Mexiko-Beben erfasst

Und weil keine andere Staumauer derartigen Kräften ausgesetzt ist, ist die Kölnbreinsperre auch als einzige rund um die Uhr mit zwei Mann personell besetzt. „6800 Messpunkte haben wir insgesamt“, berichtet Jahn. „Wir checken jede Bewegung radial und tangential, messen Lufttemperatur, Betontemperatur, Wassertemperatur, Druck- und Zugkräfte. Unsere Geräte sind so genau, dass wir diese Woche sogar mit einem Hängelot zeitverzögert das Erdbeben in Mexiko registriert haben.“

Bis zu sechs Kilometer spule er täglich in der Mauer herab, erklärt Jahn, während er in engen Gängen von Kontrollstelle zu Kontrollstelle eilt. Ins Schwitzen kommt er dabei nicht, denn in den verwinkelten Stollen hat es konstant acht Grad. Abwechslung bietet die Fahrt mit dem Aufzug zu einer der fünf Ebenen.
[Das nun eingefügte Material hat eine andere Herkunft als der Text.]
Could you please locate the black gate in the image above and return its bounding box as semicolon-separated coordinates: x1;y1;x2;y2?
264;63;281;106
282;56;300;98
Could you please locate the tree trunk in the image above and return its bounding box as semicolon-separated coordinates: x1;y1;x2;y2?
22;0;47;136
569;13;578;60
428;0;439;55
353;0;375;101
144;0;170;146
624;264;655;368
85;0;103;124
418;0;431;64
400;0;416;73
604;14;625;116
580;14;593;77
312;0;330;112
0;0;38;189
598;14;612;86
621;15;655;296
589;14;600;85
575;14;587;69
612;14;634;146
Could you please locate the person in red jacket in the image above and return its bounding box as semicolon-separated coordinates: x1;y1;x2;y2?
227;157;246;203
Dieser ist für einen Mann konzipiert, also nichts für Klaustrophobiker.

Die Terrorgefahr ist bei diesem Bauwerk wohl Thema, wird aber als gering eingestuft. „Hier müssten schon Lastwagen Tonnen von Sprengstoff auf den Berg karren, um der Mauer etwas anhaben zu können. Selbst wenn ein Flugzeug hineinkracht, würde nichts passieren“, ist Jahn überzeugt.

Stützkörper besteht aus zwei Millionen Kubikmetern Beton

Vor 40 Jahren wurde im oberen Maltatal die Kölnbreinsperre errichtet, das Kernstück der Kraftwerkgruppe Malta. Die Kosten betrugen umgerechnet 378 Millionen Euro. Erbaut wurde eine horizontal und vertikal gekrümmte Gewölbestaumauer, die auf 1900 Metern Seehöhe gegen den Fels verspreizt ist. Mit 200 Metern ist sie die höchste Staumauer Österreichs, der Stützkörper besteht aus zwei Millionen Kubikmeter Beton.

Das Maltatal wurde von den Draukraftwerken – heute Verbund Hydro Power – auserkoren, weil es zu den niederschlagsstärksten Gebieten zählt. 2000 Milliarden Liter Wasser fasst der Stausee. Der Speicher ist so dimensioniert, dass er zu 50 Prozent aus natürlichen Zuflüssen gefüllt werden kann, der Rest erfolgt durch Pumpbetrieb. Über eine 20 Kilometer lange Druckrohrleitung wird das Wasser zu den Kraftwerken gepumpt.